Los testigos electorales en Colombia son ciudadanos acreditados por partidos, movimientos políticos, grupos significativos de ciudadanos y promotores del voto en blanco para vigilar las votaciones y los escrutinios, conforme al artículo 45 de la Ley 1475 de 2011. Su designación se realiza ante el Consejo Nacional Electoral o autoridades delegadas, con el fin de ejercer control durante la jornada electoral y garantizar el cumplimiento de las normas.
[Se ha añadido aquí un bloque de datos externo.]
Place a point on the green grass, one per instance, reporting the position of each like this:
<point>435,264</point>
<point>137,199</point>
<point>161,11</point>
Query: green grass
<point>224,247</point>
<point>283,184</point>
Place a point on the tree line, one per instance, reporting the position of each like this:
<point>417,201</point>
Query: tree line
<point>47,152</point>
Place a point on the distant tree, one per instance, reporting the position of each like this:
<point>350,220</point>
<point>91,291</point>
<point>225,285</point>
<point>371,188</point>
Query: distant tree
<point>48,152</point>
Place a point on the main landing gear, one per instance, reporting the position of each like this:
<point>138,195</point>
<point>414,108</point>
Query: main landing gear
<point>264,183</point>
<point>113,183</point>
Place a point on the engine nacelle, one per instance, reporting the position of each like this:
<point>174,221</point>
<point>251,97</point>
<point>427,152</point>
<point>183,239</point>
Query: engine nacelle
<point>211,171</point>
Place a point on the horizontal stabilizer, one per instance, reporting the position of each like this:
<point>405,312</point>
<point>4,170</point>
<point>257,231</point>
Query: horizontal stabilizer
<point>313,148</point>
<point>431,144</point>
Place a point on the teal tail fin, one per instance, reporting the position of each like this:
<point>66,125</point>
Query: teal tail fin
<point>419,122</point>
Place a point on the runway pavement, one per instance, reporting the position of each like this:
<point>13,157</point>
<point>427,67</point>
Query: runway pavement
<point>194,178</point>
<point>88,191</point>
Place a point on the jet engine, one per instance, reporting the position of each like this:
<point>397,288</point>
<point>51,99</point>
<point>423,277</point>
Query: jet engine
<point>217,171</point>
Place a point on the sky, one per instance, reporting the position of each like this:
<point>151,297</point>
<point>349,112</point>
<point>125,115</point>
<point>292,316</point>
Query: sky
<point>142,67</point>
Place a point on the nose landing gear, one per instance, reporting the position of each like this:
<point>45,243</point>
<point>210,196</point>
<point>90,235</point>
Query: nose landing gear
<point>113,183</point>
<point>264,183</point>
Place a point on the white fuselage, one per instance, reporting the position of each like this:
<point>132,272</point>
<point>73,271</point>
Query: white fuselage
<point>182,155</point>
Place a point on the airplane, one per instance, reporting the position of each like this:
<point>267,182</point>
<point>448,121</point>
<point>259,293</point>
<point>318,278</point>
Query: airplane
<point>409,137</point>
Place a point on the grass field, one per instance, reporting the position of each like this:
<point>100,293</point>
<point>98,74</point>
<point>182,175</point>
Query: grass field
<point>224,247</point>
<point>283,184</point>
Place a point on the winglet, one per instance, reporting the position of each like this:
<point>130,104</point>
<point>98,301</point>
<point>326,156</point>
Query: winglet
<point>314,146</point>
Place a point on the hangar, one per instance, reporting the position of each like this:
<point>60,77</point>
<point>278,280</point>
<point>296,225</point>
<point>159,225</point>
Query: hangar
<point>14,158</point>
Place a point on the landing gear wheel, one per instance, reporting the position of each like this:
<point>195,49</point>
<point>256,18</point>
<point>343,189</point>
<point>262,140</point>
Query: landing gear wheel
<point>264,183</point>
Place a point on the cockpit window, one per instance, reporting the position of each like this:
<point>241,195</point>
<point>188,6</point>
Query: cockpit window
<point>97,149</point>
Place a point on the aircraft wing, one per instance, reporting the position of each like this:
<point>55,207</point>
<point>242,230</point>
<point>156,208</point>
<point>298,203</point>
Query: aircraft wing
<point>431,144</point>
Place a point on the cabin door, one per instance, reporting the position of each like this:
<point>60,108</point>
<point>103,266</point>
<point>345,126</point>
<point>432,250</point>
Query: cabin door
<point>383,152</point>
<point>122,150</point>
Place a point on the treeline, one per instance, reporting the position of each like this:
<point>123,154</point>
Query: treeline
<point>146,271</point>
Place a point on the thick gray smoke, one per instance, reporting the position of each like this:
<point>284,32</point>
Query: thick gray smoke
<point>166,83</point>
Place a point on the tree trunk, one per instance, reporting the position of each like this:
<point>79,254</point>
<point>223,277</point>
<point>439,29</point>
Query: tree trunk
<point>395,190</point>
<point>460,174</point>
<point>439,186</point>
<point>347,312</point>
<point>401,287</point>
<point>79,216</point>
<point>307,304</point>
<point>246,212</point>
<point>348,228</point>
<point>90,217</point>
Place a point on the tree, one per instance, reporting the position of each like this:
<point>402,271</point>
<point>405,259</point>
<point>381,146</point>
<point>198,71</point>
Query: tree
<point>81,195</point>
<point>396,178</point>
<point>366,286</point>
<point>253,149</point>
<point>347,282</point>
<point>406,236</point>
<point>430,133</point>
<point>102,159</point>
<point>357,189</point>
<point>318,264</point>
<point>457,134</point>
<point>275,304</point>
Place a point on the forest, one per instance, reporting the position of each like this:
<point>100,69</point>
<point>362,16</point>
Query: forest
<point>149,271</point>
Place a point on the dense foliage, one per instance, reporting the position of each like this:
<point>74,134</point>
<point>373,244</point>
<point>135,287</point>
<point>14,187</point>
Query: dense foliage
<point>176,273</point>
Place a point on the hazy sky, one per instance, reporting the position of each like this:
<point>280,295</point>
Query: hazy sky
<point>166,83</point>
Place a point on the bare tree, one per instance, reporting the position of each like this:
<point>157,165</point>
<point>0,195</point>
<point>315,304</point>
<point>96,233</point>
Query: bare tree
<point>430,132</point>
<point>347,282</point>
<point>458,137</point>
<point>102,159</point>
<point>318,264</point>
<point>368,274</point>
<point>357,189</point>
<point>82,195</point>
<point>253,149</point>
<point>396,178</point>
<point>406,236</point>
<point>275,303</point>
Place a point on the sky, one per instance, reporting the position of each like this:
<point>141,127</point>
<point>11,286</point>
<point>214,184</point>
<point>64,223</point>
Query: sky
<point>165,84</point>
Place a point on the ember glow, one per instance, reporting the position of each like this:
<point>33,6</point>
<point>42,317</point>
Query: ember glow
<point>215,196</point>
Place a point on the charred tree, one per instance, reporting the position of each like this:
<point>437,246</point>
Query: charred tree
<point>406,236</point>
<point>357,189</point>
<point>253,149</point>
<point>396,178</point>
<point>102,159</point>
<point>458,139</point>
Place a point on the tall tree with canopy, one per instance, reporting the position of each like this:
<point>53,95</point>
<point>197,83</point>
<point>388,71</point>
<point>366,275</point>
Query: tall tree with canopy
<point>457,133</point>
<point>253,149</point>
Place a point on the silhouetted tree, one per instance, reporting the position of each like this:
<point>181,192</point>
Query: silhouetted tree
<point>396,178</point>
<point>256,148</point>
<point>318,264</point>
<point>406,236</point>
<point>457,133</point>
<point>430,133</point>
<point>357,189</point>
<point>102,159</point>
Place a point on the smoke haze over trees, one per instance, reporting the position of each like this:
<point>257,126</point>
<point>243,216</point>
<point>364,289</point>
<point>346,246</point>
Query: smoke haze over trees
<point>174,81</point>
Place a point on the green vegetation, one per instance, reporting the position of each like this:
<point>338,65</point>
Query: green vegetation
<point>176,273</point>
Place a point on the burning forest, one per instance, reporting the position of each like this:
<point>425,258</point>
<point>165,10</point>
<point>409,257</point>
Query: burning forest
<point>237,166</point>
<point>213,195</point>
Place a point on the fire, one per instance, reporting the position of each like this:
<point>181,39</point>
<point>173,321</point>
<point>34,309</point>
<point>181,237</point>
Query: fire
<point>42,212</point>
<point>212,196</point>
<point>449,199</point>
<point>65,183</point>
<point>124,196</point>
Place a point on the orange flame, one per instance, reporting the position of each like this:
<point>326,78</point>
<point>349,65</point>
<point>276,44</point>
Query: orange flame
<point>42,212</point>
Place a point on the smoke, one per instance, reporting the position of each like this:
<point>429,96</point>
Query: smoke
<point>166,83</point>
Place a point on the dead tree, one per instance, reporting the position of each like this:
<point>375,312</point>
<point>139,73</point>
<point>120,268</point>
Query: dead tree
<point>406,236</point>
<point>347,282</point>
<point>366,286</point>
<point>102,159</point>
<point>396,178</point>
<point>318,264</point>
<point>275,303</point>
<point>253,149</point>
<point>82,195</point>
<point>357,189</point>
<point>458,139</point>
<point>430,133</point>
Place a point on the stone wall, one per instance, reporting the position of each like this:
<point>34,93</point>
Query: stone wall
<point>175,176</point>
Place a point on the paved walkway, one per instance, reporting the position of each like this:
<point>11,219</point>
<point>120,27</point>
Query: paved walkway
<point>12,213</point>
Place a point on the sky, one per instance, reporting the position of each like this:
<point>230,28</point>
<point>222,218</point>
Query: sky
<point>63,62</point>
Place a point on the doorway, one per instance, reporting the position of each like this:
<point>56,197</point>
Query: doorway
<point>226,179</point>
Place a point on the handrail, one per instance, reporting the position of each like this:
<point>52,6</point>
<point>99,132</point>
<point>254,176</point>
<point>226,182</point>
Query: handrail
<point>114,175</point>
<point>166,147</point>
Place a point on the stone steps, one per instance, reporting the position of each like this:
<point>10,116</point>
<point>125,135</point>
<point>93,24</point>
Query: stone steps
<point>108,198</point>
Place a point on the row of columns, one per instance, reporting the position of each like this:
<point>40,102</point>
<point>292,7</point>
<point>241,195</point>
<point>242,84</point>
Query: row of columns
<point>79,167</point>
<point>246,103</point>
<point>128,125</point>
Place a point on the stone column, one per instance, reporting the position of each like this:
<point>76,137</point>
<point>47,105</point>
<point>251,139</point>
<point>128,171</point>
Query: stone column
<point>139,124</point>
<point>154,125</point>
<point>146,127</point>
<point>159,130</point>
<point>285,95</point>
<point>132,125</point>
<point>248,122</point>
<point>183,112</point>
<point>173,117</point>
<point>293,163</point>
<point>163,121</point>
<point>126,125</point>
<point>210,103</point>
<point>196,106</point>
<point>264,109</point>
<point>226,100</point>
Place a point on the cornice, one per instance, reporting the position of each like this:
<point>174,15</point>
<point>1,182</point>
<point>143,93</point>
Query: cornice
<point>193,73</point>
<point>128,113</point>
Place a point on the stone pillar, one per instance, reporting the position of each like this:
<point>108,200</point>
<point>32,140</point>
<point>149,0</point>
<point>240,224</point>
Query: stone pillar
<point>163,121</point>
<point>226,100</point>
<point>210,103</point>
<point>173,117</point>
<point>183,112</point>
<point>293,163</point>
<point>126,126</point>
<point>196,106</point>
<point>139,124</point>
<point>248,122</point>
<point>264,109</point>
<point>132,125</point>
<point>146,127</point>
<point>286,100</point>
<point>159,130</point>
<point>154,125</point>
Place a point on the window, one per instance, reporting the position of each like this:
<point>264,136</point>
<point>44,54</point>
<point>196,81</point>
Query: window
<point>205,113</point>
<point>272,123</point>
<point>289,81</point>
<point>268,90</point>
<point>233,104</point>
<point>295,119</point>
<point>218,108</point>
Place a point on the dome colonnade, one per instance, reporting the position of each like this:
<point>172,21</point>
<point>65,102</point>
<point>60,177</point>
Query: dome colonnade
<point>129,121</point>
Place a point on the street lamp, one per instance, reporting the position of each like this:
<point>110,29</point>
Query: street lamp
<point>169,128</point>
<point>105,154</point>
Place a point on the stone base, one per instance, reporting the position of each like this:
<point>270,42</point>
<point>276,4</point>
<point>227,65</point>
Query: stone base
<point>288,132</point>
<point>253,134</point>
La ley establece que los partidos, movimientos y grupos que inscriban candidatos, así como las organizaciones que promuevan el voto en blanco, tienen derecho a ejercer vigilancia sobre los procesos de votación y escrutinio. También pueden acreditar auditores de sistemas cuando se incorporen recursos tecnológicos en el proceso electoral.
Cada organización política puede designar un (1) testigo por cada mesa de votación y uno (1) por cada comisión escrutadora. En ningún caso podrá actuar más de un testigo por organización en una misma mesa o comisión.
Acreditación y tipos de credencial
La acreditación corresponde al Consejo Nacional Electoral, que puede delegar esta función en registradores distritales, especiales, municipales o auxiliares. La autoridad electoral expide una resolución y una credencial oficial que identifica al testigo con su nombre, documento de identidad, organización que representa y mesa o comisión asignada.
Existen dos tipos de acreditación: el formulario E-15, para actuar ante jurados de votación, y el formulario E-16, para actuar ante comisiones escrutadoras. Las credenciales no se entregan en blanco y no pueden ser cedidas a terceros.
Funciones antes y durante la votación
Antes de iniciar la jornada, los testigos pueden verificar que los jurados estén debidamente acreditados, que las actas no estén diligenciadas previamente, que las urnas estén vacías al momento de sellarlas y que la mesa se instale con mínimo dos jurados a las 8:00 a. m.
Durante la votación, pueden observar que los ciudadanos sufraguen libremente y en secreto, que se utilice únicamente la cédula de ciudadanía amarilla con hologramas y que no existan presiones o interferencias indebidas. También deben vigilar que las tarjetas electorales no sean sustraídas y que la mesa funcione con el número mínimo de jurados.
Reclamaciones y escrutinios
En el proceso de conteo, los testigos pueden formular reclamaciones cuando el número de sufragantes supere el de ciudadanos habilitados, cuando existan errores aritméticos en las actas, inconsistencias en los nombres de candidatos o cuando las actas estén firmadas por menos de tres jurados.
Además, pueden solicitar el recuento físico de votos, el cual debe quedar registrado en el acta correspondiente. Posteriormente, pueden acompañar al registrador y a la fuerza pública en el traslado de actas y documentos electorales.
Conductas prohibidas
Durante la jornada electoral y los escrutinios, los testigos no pueden interferir en las funciones de los jurados, portar propaganda política, realizar actos de proselitismo, manipular formularios electorales, ingresar al cubículo con los votantes ni ceder su credencial.
La figura del testigo electoral representa un mecanismo fundamental de vigilancia ciudadana en Colombia, diseñado para garantizar la transparencia, legalidad y confianza en los procesos democráticos. Su papel va más allá de la simple supervisión, ya que contribuye a que cada votación y escrutinio se realice de acuerdo con la normativa, protege los derechos de los ciudadanos y permite detectar irregularidades de manera oportuna. Al cumplir con sus responsabilidades dentro de los límites establecidos por la ley, los testigos fortalecen la legitimidad de los resultados electorales y refuerzan la participación activa y consciente de la sociedad en la democracia.